Try again, I hope you are not a lawyer because you utterly fail. Please provide a specific reference to where it is limited to competitors. The laws are based around preventing competition, there is no loop hole that requires you to first be a competitor.
Interestingly trusts can literally involve others who may not be direct competitors but the collective can materially gain by limiting others ability to compete with those aligned with you, that was actually some of the impetus behind anti trust laws. The intentional deceptions used by groups to limit a company’s ability to compete. For example just denying a basic raw material that would prevent a company ability to compete. A competitor could ask a supplier to not sell to another competitor, maybe by offering a a higher payment for that raw material, a price they can pay due to their specific market share thus preventing a company from even starting up, both the company and supplier then would run afoul of anti trust laws.
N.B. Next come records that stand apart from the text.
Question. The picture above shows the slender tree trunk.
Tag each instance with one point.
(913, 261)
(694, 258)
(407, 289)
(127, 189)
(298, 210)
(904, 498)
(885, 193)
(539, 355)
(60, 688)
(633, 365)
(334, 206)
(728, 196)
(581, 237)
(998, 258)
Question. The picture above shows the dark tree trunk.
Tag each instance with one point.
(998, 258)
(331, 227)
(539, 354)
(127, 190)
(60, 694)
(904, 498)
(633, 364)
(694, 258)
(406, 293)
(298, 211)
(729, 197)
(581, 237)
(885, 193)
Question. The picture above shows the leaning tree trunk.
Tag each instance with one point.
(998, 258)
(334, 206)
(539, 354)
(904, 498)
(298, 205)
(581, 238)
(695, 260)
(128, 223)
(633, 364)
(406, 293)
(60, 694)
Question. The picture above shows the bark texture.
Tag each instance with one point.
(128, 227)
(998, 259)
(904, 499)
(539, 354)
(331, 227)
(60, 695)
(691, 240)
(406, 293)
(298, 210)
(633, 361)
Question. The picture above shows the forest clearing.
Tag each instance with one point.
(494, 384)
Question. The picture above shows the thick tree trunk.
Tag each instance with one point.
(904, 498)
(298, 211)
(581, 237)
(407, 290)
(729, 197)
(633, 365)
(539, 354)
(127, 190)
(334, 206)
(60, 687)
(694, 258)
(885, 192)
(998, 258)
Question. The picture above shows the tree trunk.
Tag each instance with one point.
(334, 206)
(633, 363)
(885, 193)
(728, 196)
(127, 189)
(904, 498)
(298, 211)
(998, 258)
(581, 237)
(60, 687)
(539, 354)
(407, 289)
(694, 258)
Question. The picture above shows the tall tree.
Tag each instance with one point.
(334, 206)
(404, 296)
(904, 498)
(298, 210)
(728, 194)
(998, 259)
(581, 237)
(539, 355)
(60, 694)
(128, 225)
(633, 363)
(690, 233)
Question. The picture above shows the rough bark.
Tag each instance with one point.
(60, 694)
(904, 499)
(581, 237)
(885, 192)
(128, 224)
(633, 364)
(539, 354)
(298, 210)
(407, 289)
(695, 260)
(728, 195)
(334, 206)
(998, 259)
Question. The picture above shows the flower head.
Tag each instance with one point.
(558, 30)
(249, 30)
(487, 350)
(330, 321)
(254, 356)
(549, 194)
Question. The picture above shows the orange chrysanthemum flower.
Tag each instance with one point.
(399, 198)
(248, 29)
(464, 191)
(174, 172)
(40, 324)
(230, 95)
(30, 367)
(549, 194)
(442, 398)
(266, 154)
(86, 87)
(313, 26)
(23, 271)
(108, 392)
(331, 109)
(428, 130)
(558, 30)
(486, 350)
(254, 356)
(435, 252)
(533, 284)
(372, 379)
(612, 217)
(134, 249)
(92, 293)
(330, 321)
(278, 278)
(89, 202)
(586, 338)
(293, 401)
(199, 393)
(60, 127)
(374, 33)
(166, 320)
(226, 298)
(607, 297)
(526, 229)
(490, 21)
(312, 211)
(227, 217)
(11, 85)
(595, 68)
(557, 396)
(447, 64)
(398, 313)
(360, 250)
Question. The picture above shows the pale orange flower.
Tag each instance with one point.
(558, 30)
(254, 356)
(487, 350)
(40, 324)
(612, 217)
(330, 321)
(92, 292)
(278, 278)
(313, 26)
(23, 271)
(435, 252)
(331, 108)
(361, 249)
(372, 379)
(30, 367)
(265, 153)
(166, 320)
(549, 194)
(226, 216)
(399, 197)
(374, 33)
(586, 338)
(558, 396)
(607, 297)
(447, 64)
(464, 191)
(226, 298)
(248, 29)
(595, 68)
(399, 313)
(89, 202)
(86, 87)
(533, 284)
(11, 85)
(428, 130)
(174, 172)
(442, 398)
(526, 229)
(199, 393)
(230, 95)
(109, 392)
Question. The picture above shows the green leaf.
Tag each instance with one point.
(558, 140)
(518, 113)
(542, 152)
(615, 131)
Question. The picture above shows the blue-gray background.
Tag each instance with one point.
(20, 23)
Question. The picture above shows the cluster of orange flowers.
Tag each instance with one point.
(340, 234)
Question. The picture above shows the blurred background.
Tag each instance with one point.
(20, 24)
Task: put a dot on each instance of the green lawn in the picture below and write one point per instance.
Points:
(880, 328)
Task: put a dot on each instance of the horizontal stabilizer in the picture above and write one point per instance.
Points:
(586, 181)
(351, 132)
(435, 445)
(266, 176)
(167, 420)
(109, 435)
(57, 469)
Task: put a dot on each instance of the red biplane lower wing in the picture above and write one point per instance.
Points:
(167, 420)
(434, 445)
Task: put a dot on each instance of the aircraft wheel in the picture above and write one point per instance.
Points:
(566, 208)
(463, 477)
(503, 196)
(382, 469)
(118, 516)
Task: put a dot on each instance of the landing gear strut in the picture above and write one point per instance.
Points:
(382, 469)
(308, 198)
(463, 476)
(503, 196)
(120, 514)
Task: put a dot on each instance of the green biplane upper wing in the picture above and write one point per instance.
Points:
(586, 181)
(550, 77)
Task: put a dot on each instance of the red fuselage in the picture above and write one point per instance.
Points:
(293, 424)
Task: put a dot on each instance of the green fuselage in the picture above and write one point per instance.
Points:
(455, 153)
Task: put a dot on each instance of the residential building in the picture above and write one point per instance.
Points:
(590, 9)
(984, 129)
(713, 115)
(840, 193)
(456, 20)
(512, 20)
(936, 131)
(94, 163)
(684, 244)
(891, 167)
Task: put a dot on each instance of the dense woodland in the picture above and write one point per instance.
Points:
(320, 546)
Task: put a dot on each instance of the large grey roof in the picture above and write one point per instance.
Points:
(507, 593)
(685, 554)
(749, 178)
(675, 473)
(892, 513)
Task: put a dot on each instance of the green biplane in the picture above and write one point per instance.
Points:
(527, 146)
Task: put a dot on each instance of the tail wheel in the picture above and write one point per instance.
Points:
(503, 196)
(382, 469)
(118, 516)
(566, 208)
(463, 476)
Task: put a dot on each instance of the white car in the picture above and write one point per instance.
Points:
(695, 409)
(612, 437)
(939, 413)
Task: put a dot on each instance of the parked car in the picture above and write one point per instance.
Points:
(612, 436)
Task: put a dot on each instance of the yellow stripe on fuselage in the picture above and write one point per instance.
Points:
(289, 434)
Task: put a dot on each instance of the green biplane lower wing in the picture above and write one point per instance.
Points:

Very similar to the idea of influencing advertisers now in the twitter case.
A little insight, I did not just recently educate myself on this. You might want to come better prepared before tossing around thinly veiled ad hominems, especially when you are so misinformed.
I provided references to specific acts directly tied to the laws, you respond with assertions, basically your whole reply is an informal logical fallacy.
This is reductio ad absurdum.
“Very similar to the idea of influencing advertisers now in the twitter case.” No, it absolutely is not, unless you say that the advertisers’ money is a “raw material.” The advertising organizations aren’t bauxite producers choking off supplies to an aluminum producer.
“Interestingly trusts can literally involve others who may not be direct competitors but the collective can materially gain by limiting others ability to compete with those aligned with you, that was actually some of the impetus behind anti trust laws.” The advertisers are neither direct nor indirect competitors.
“For example just denying a basic raw material that would prevent a company ability to compete. A competitor could ask a supplier to not sell to another competitor, maybe by offering a a higher payment for that raw material, a price they can pay due to their specific market share thus preventing a company from even starting up, both the company and supplier then would run afoul of anti trust laws.” Again, there is no raw material denied.
The defendants in this case would neither suffer nor prosper based on the demise of X. You say that for the application of the law “the collective can materially gain,” yet neither you nor X can express what that gain would be.
Laws protecting competition apply to competitors: there are none here.